Petros Ligoxygakis
Drosophila as a model to study innate immunity
Co-workers: Dr Marcus Glittenberg, Dr Davide Roncarati, Dr Lihui Wang, Mr Dilan Fernando
The ability to detect pathogens is an essential component of the immune system. The first line of sensing is stimulated by the recognition of molecules present in bacteria, viruses and parasites but not found in the host. These molecules are accessible for binding by germ line-coded host receptors. Binding activates a broad specificity inflammatory response characterised by the recruitment and activation of phagocytes and the production of antimicrobial compounds. This constitutes the innate immune response that in its turn will trigger acquired immunity. Acquired immunity comes in the late phase of infection, is specific and creates immunological memory. Acquired immunity is present only in higher chordates. All other species rely on innate defences to fight off infection. Thus, innate immunity is considered as the prototypical immune defence and is well conserved among species from plants and fruit flies to mammals.
The importance of innate immunity for adaptive responses has implications in the treatment of infectious diseases. Understanding the initial stages of pathogen recognition and their link to subsequent signalling is crucial for manipulating host defences in the face of life-threatening tissue damage (sepsis).
Mechanisms causing sepsis are highly conserved from fruit flies to humans. It is consequently an extremely pertinent question in both immunological research and clinical intervention to ask how initial stages of pathogen sensing are achieved.

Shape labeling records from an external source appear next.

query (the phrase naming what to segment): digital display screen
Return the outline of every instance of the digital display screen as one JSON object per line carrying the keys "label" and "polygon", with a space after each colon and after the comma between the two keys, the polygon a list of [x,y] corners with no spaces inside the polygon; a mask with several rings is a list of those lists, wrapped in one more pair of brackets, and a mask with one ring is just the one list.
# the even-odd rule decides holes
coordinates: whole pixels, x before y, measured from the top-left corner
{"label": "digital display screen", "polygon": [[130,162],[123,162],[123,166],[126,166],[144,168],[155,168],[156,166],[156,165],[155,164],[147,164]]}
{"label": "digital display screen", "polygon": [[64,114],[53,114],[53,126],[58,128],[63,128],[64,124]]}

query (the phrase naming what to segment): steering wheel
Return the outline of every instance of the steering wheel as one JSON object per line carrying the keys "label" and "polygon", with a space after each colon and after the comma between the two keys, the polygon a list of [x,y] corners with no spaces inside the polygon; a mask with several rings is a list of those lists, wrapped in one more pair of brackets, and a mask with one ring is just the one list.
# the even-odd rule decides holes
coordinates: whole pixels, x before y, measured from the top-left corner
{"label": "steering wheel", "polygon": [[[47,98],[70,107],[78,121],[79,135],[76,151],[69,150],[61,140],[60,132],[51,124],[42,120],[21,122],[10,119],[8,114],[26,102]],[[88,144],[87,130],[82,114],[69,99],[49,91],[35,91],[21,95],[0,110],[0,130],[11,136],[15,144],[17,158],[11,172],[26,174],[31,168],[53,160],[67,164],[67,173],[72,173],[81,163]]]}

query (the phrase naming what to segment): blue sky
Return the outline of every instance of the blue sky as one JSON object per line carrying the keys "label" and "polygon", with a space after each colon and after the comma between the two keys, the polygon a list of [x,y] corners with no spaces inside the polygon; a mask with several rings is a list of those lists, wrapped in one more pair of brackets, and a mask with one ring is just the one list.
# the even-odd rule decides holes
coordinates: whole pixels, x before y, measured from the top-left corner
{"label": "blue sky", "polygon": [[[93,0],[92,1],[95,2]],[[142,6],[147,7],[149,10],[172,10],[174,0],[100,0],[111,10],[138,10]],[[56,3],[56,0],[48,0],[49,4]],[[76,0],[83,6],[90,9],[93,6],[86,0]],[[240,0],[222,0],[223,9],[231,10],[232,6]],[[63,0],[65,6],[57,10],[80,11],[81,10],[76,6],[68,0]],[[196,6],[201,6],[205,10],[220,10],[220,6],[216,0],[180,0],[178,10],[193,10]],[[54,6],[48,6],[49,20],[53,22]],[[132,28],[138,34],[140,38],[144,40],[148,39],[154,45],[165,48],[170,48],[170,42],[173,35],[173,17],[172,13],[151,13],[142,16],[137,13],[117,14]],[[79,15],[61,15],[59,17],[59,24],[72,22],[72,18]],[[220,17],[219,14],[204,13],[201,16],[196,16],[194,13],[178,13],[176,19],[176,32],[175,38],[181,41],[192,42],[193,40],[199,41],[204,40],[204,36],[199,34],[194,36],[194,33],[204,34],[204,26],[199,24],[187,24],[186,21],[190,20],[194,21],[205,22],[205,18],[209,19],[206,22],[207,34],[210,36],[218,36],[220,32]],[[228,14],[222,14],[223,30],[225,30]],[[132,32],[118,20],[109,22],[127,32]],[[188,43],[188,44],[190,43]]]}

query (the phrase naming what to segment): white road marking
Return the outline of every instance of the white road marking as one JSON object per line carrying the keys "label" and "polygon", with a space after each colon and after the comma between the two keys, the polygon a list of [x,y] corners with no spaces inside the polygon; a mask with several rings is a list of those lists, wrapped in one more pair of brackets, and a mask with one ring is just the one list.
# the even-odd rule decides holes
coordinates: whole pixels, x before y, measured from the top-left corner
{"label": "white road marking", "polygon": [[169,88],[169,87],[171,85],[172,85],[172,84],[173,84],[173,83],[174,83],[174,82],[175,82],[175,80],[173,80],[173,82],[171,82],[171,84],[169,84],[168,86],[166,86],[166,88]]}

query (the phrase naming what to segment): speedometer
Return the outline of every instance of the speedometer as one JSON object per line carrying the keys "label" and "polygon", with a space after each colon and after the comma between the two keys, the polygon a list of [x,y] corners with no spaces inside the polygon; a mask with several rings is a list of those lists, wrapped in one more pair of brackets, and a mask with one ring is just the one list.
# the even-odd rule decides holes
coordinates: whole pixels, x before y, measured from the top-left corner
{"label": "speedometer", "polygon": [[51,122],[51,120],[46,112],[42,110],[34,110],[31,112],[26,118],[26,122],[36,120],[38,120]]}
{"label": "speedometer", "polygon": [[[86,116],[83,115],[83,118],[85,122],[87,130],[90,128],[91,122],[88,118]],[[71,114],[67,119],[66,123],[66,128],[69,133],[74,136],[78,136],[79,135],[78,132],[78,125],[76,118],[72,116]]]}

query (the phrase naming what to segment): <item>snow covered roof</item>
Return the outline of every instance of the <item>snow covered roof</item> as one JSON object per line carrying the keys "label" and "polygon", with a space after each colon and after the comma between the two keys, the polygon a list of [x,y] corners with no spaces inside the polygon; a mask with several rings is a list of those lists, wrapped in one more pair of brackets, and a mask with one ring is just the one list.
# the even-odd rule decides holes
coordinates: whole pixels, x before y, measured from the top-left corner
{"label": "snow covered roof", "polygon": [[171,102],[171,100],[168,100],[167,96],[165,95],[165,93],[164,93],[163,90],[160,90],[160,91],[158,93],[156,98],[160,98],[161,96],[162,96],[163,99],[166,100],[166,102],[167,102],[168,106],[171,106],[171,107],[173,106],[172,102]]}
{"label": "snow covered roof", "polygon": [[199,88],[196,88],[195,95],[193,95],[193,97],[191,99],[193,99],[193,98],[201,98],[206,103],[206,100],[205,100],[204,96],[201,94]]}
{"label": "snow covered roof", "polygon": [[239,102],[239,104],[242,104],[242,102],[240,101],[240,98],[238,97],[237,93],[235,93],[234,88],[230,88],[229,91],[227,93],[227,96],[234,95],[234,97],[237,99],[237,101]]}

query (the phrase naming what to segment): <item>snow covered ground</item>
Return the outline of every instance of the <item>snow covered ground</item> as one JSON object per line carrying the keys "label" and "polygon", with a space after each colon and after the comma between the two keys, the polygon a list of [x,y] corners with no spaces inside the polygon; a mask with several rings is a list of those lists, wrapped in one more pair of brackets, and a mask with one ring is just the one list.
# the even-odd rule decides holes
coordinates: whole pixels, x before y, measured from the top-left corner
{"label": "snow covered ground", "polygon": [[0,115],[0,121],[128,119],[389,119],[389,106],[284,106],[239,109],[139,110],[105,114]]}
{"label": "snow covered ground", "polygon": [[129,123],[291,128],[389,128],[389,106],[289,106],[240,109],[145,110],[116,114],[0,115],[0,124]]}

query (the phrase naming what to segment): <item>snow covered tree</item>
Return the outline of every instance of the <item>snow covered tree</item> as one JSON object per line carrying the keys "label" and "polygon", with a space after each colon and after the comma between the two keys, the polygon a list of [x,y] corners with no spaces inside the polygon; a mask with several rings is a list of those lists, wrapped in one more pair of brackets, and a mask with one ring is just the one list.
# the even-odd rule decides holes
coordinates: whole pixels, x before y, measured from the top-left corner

We would like to address a set of interrelated questions on the initial recognition of pathogens by innate host sensors. Genetic studies have provided some insights into these matters but a combination of biochemical and cell biological studies are now needed to further our understanding.
Firstly, how do multiple host receptors synergise to achieve recognition?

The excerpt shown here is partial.